Jarod Hart

Faculty Profile

fm3269@wayne.edu

Research Description

My primary research interests in harmonic analysis are the continuity (or boundedness) properties of multilinear and multiparameter integral operators on function spaces. These two types of operators are of fundamental importance to harmonic analysis and its applications, particularly in complex analysis and partial differential equations. The general goal of my research is to prove necessary and sufficient conditions for integral operators to be continuous between normed (or quasi-normed) function spaces, and apply them to boundary value problems related to analytic function.
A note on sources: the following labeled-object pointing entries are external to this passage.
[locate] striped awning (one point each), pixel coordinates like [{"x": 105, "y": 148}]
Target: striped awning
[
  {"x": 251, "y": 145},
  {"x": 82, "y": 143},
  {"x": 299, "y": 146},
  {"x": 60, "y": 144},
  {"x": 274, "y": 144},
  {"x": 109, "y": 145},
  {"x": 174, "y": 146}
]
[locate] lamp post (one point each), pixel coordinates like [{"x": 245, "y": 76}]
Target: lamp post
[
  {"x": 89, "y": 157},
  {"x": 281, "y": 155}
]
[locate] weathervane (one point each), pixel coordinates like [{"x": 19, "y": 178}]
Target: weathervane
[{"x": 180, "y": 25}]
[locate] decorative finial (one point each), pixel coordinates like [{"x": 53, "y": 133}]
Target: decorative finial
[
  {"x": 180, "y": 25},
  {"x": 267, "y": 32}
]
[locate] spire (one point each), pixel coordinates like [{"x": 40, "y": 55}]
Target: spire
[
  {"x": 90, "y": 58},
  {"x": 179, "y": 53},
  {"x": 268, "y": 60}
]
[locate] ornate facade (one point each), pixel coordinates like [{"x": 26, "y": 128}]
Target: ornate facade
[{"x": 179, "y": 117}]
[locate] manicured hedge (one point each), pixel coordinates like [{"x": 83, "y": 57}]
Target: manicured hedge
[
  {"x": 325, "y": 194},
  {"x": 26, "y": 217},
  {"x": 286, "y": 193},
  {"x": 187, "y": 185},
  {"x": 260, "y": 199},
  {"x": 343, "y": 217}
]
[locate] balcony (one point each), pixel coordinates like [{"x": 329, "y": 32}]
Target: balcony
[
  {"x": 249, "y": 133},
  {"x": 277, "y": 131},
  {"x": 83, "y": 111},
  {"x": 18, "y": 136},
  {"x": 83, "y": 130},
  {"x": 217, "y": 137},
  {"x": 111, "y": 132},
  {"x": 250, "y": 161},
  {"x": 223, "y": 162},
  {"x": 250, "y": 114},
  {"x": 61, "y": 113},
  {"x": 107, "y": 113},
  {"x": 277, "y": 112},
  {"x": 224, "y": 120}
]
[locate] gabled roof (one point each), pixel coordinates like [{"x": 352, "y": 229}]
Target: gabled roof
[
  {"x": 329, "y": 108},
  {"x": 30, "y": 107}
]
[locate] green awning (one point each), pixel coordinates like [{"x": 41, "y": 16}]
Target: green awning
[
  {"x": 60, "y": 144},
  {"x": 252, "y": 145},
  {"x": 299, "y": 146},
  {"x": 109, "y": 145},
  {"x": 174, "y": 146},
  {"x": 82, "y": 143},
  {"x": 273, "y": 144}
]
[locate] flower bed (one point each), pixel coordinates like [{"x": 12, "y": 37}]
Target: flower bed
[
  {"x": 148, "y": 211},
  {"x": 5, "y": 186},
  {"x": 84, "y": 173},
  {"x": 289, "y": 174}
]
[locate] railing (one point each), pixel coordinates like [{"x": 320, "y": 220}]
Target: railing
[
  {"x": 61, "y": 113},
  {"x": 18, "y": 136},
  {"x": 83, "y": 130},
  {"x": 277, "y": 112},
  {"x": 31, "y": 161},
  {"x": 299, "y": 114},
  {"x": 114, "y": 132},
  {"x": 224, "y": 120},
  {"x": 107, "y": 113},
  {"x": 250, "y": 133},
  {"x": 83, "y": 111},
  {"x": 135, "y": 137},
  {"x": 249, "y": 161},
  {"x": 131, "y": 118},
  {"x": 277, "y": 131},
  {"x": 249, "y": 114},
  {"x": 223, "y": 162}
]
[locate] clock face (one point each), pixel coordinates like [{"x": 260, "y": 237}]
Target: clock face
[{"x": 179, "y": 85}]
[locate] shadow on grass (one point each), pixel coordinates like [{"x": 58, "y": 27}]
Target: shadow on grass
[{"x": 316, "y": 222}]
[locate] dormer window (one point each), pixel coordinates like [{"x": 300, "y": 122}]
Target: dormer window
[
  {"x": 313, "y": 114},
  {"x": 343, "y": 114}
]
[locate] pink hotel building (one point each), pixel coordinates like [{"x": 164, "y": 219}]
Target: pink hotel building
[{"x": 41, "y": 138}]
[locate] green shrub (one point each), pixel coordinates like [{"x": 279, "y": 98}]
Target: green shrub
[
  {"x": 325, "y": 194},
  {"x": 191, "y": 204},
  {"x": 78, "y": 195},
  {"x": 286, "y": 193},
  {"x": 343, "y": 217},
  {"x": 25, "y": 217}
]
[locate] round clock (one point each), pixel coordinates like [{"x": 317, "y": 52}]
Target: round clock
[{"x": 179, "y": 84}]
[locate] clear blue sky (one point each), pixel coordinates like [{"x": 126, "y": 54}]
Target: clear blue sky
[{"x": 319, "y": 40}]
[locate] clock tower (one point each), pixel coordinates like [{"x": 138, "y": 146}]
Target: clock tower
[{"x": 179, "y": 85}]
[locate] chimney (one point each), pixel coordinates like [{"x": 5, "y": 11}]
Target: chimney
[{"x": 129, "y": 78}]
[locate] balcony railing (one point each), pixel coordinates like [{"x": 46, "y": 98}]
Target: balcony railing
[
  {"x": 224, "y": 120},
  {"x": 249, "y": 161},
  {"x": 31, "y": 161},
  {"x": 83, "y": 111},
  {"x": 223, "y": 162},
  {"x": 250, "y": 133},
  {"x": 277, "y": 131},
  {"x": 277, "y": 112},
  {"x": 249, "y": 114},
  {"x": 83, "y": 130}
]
The integral operators I focus on are multilinear and multiparameter Calderon-Zygmund singular integral operators and Littlewood-Paley square function operators. The typical form of my results are in what are colloquially referred to as T1 and Tb theorems. Generally speaking, a T1 theorem is a necessary and sufficient result that characterizes continuity properties of an operator T on function spaces by testing the action of T on the function 1 (hence the name T1 theorem). Its relative - the Tb theorem - gives an analogous characterization by testing the operator T on a certain type of perturbation function b in place of 1 (hence the name Tb theorem). In practice, the crux of these results is that one can conclude the continuity behavior of an operator T acting on an infinite collection of functions by only testing its behavior on the constant function 1, or in the case of the Tb theorem, on the function b. The function spaces on which I typically consider these operators are Lebesgue spaces, Hardy spaces, and Sobolev spaces. These continuity properties for Calderon-Zygmund and Littlewood-Paley operators are important in harmonic analysis for developing a complete theory to describe integral operators and their properties, which include aspects of frequency decompositions, properties of averaging operators, and many other principles in analysis. This theory in turn is a powerful analysis tool in many areas of mathematics.